Comparative genomics has become an important strategy in many research areas of life sciences.
While many, especially well conserved, genes and the proteins they code for can be well characterized by assigning orthologs, a significant amount of proteins or their domains remain obscure "orphans".
Whereas some orphans are simply overlooked by current computational methods because they are rapidly diverging, others are de novo, i.e. they emerged relatively recently from previously non-coding regions on the DNA. Recent research has demonstrated the importance of orphans and, in particular, of de novo proteins and domains for development of new phenotypic traits and for adaptation. Therefore, new approaches for detecting novel domains are of paramount importance.
The hydrophobic cluster analysis (HCA) method, allows bypassing some of the limitations of established methods based on alignments and profile search methods. In the presented study, HCA is tested for the detection of orphan domains on the 12 Drosophila genomes. Detected orphan domains are classified into two categories, depending on their presence or absence in distantly related species. The two categories show significantly different physico-chemical properties when compared to previously characterized domains from the Pfam database. The newly detected domains have a higher degree of conserved intrinsic disorder than those already present in the Pfam database. Newly detected domains also have a particular composition in hydrophobic clusters, and results indicate that, the older domains are, the more similar their hydrophobic cluster content is to the cluster content of extant domains from the Pfam database. Taken together, results indicate that, over time, newly created domains acquire a canonical set of hydrophobic clusters but conserve some intrinsically ordered regions.

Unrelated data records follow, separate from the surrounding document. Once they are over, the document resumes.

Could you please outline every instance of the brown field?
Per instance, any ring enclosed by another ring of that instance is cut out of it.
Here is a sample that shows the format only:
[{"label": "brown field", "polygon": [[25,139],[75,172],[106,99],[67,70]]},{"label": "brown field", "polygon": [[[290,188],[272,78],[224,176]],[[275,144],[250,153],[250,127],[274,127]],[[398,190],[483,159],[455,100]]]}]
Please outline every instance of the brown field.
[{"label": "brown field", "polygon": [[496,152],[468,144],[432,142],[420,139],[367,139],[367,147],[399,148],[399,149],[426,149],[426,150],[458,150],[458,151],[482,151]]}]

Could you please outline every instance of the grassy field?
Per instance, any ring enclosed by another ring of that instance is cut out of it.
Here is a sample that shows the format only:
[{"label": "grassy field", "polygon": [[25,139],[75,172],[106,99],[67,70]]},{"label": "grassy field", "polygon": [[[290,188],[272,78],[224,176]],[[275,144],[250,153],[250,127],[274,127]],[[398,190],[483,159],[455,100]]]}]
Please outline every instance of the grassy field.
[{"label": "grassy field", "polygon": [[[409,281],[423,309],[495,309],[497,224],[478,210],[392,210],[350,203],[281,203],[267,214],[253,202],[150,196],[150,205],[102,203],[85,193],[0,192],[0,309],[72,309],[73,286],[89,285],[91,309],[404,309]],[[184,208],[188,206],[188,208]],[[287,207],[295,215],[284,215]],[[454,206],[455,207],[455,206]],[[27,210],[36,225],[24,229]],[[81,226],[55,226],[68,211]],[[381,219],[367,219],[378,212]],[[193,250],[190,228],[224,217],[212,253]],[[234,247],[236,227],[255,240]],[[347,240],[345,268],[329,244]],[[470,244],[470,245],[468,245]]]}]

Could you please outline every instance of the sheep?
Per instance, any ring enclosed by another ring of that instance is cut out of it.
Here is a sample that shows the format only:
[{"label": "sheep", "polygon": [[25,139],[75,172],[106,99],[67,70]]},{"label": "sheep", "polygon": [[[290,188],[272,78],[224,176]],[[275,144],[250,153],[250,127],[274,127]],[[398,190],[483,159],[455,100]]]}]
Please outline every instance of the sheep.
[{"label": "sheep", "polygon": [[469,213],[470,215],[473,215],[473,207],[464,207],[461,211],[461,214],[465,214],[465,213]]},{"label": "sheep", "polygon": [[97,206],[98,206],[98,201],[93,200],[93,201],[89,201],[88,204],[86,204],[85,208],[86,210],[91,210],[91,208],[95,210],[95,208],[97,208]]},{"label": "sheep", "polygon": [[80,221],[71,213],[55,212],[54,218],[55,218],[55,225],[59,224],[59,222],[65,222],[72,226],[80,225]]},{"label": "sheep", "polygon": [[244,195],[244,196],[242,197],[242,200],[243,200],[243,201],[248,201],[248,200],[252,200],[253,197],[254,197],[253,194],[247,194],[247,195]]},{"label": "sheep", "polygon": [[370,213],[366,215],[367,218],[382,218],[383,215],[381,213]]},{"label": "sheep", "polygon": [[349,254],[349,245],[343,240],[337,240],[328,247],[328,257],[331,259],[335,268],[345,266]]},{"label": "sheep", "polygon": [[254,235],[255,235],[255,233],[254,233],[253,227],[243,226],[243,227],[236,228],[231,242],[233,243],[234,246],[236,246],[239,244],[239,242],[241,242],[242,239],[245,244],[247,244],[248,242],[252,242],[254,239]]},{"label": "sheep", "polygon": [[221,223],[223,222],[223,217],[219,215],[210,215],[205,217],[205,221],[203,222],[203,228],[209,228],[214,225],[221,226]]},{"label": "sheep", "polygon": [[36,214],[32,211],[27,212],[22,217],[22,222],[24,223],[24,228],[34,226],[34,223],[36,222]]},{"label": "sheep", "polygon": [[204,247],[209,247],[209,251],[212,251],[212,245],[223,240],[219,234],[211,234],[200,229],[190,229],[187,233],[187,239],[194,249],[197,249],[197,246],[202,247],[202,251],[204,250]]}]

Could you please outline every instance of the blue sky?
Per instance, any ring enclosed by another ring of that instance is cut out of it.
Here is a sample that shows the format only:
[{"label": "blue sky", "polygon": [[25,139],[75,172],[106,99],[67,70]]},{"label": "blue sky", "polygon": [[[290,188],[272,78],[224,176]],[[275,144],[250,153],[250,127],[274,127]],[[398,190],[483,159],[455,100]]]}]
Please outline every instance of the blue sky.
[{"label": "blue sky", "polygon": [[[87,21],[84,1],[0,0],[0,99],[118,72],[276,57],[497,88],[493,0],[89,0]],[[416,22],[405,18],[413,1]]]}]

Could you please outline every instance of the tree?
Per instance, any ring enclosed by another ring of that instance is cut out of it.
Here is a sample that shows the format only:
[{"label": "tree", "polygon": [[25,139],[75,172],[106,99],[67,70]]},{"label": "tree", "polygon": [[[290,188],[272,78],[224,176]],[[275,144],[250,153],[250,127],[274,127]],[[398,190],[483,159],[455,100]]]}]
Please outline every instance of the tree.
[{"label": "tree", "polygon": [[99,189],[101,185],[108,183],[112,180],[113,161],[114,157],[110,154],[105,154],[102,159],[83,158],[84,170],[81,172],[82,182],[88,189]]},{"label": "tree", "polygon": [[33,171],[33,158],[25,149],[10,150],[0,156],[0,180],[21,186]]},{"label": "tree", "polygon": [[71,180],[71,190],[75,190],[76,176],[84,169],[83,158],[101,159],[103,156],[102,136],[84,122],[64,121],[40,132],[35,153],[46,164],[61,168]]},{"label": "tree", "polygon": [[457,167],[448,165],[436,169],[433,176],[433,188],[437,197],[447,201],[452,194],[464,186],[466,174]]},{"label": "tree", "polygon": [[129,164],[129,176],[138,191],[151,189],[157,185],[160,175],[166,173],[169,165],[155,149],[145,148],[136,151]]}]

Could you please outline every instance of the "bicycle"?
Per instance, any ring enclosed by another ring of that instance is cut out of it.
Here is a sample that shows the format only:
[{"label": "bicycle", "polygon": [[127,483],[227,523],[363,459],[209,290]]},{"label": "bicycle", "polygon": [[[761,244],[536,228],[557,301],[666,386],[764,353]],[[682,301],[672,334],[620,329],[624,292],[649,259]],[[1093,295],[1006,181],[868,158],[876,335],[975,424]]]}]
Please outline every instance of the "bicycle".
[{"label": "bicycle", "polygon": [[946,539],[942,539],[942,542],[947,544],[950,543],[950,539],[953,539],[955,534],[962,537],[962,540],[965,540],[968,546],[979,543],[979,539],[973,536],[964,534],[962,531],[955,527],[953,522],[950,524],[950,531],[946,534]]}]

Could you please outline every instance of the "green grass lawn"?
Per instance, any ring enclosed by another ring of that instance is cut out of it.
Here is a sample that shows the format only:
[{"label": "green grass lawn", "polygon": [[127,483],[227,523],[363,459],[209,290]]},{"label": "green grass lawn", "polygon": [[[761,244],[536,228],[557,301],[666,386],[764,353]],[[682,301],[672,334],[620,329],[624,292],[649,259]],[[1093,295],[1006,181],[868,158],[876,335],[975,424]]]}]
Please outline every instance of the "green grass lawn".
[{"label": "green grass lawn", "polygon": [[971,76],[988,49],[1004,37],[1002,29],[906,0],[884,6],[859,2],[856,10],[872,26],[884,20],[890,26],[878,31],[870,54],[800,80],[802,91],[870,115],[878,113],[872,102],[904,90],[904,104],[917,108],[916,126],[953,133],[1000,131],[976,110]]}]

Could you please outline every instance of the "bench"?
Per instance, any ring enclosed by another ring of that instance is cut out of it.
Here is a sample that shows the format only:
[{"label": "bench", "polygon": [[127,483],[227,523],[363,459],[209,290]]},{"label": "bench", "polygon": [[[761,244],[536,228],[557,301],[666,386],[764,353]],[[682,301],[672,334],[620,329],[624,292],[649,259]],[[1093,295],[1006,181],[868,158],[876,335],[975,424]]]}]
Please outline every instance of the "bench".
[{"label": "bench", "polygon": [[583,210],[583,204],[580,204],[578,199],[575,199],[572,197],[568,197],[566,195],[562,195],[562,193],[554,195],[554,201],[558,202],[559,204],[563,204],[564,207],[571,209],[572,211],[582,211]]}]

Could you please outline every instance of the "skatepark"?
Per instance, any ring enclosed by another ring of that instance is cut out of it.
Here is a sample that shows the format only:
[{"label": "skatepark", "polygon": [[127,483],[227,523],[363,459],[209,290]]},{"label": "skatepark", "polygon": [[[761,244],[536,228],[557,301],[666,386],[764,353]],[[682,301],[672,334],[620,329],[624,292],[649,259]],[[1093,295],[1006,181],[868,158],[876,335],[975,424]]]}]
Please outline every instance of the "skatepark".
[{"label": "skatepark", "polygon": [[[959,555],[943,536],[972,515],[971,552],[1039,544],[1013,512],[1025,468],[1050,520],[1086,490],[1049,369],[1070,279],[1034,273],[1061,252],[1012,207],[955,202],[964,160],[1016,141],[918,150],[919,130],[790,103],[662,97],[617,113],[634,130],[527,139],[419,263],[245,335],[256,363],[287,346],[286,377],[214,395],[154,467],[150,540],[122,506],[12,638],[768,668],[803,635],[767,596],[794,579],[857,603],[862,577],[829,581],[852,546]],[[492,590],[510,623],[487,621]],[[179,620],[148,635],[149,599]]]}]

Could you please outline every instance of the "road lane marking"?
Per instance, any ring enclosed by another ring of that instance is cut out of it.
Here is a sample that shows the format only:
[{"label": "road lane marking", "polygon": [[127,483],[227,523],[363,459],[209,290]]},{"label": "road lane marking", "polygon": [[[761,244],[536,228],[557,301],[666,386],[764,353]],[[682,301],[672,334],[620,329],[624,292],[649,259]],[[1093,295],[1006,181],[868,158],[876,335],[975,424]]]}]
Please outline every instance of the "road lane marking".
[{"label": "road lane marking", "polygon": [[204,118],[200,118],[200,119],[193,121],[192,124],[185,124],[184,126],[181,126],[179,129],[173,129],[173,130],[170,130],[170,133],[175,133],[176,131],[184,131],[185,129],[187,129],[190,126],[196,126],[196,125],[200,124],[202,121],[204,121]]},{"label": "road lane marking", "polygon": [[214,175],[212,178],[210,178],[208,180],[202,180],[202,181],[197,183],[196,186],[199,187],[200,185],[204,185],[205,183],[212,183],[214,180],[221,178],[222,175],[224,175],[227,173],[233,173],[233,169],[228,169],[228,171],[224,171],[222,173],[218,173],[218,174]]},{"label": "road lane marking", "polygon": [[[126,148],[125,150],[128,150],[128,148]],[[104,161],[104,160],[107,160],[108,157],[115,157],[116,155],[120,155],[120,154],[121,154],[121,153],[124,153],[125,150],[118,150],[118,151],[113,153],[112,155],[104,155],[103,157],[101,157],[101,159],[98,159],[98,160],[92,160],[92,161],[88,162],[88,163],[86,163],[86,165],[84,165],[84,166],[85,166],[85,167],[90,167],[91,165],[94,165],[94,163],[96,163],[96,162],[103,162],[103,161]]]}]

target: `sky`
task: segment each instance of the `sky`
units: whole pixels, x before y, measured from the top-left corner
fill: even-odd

These results are in agreement with previous findings on orphan domains and suggest that the physico-chemical properties of domains change over evolutionary long time scale following some coherent pattern. Since the presented HCA based method is able to detect even protein domains with such unusual properties but does not rely on prior knowledge, such as the availability of homologs to build HMMs, it has large potential for complementing existing strategies for annotating novel genomes and for better understanding of how novel molecular features emerge.